Re: BUG #8673: Could not open file "pg_multixact/members/xxxx" on slave during hot_standby

From: Serge Negodyuck <petr(at)petrovich(dot)kiev(dot)ua>
To: Alvaro Herrera <alvherre(at)2ndquadrant(dot)com>
Cc: pgsql-bugs(at)postgresql(dot)org
Subject: Re: BUG #8673: Could not open file "pg_multixact/members/xxxx" on slave during hot_standby
Date: 2014-06-10 09:26:27
Message-ID: CABKyZDE9casPHmbTtbGiNAzmd68Muh3i=KTgLd9sOVpU+_v+PA@mail.gmail.com
Views: Raw Message | Whole Thread | Download mbox | Resend email
Thread:
Lists: pgsql-bugs pgsql-hackers

2014-06-09 22:49 GMT+03:00 Alvaro Herrera <alvherre(at)2ndquadrant(dot)com>:
>
> Pushed a fix for this.
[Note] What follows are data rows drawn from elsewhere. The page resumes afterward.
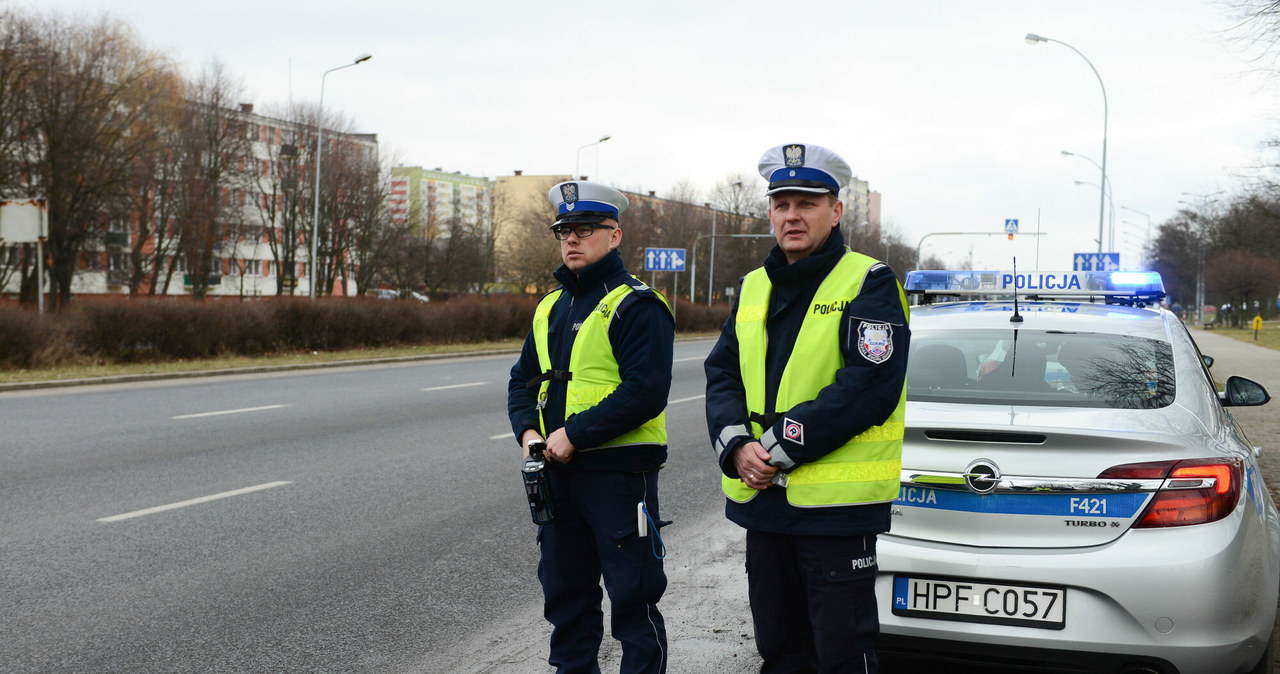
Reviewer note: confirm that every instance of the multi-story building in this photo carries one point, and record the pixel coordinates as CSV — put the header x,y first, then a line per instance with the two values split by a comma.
x,y
260,200
435,200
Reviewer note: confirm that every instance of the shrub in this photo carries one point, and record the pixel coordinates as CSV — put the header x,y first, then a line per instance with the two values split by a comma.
x,y
26,338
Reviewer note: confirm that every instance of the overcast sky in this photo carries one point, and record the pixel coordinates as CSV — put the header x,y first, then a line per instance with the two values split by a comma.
x,y
940,105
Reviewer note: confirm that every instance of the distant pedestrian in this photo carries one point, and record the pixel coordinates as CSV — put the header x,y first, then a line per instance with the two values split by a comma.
x,y
805,399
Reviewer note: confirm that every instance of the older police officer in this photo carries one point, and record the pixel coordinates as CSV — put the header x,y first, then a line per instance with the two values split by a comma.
x,y
593,380
805,395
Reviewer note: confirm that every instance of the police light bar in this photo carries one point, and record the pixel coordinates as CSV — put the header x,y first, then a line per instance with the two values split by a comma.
x,y
1136,284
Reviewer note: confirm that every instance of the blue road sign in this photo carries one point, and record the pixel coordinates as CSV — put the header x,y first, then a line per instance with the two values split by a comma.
x,y
1096,261
664,260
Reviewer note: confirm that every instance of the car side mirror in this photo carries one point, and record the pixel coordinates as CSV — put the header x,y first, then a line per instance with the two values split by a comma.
x,y
1240,391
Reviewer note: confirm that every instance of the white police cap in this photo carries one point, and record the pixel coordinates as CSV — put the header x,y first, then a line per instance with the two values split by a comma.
x,y
584,201
804,168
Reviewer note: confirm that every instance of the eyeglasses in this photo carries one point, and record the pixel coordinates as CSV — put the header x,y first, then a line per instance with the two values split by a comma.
x,y
581,230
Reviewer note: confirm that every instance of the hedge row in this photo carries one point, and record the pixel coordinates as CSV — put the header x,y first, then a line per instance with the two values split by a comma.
x,y
138,329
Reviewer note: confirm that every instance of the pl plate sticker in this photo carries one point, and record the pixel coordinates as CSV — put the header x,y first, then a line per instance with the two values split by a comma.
x,y
792,430
876,342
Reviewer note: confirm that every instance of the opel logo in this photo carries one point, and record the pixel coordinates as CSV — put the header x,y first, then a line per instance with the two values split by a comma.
x,y
982,476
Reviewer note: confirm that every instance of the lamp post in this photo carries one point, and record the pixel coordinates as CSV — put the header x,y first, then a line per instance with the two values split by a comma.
x,y
315,215
577,174
1203,207
711,264
1111,237
1111,241
1147,244
1102,202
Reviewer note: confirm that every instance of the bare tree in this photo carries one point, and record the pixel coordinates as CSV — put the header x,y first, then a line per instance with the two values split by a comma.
x,y
87,124
213,146
530,253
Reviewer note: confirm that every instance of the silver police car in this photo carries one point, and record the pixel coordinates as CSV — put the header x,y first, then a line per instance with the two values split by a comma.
x,y
1075,494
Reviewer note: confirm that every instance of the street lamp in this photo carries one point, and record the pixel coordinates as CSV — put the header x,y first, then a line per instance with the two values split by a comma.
x,y
1206,203
1111,241
577,174
1148,227
1102,202
711,264
1111,237
315,216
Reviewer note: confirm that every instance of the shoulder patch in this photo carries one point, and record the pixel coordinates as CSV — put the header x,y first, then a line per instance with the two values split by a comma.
x,y
874,340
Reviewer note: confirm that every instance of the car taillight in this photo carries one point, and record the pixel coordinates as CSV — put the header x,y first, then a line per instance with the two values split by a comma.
x,y
1196,490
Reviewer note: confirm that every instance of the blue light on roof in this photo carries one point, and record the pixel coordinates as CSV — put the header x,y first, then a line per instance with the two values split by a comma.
x,y
1128,284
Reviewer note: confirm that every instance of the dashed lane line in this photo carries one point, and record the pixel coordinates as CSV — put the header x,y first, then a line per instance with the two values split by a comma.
x,y
192,501
227,412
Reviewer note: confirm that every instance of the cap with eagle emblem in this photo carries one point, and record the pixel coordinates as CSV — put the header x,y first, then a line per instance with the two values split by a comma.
x,y
804,168
584,201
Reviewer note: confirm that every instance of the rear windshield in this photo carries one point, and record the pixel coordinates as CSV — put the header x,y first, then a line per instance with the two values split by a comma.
x,y
1028,367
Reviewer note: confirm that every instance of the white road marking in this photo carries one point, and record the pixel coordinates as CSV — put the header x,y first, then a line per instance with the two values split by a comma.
x,y
455,386
227,412
192,501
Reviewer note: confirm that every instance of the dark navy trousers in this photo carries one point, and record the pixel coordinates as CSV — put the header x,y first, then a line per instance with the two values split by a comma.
x,y
594,533
813,603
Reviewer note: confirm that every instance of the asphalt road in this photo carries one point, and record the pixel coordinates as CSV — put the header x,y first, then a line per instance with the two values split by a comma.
x,y
387,532
355,519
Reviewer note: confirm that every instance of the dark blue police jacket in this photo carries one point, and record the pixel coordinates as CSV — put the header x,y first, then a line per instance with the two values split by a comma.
x,y
640,333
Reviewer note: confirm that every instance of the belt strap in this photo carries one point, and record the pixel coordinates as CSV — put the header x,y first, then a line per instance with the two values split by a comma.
x,y
551,375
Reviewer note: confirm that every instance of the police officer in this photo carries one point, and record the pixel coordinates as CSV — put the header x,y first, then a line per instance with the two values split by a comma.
x,y
593,380
805,394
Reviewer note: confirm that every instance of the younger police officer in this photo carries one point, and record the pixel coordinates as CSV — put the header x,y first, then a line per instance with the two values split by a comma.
x,y
805,394
593,381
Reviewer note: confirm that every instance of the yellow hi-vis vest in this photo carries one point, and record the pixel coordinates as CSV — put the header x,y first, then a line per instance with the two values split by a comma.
x,y
868,467
593,371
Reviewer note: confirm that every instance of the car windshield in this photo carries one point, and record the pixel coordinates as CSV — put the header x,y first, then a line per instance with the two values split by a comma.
x,y
1029,367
Thanks for the report.
Thank you!

>
> > 2014-06-02 08:22:30 EEST FATAL: could not access status of transaction
> > 2080547
> > 2014-06-02 08:22:30 EEST DETAIL: Could not read from file
> > "pg_multixact/members/14078" at offset 24576: Success.
> > 2014-06-02 08:22:30 EEST CONTEXT: xlog redo create mxid 2080547 offset
> > 4294961608 nmembers 8684: 6193231 (keysh) 6193233 (fornokeyupd) 6193234
> > (keysh) 6193235 (fornokeyupd) 6193236 (keysh) 6193237 (fornokeyupd) 6193238
> > (keysh) 6193239 (fornokeyupd) 6193240 (keysh) 6193241 (fornokeyupd) 6193242
> > (keysh) 6193243 (fornokeyupd) 6193244 (keysh) 6193245 (fornokeyupd) 6193246
> > (keysh) 6193247 (fornokeyupd) 6193248 (keysh) 6193249 (fornokeyupd) 6193250
> > (keysh) 6193251 (fornokeyupd) 6193252 (keysh) 6193253 (fornokeyupd) 6193254
> > (keysh) 6193255 (fornokeyupd) 6193256 (keysh) 6193257 .......
>
> I find this bit rather odd. Normally the system shouldn't create
> multixacts this large. I think we might be missing a trick here somewhere.
> I imagine inserting the last few items is slow, isn't it?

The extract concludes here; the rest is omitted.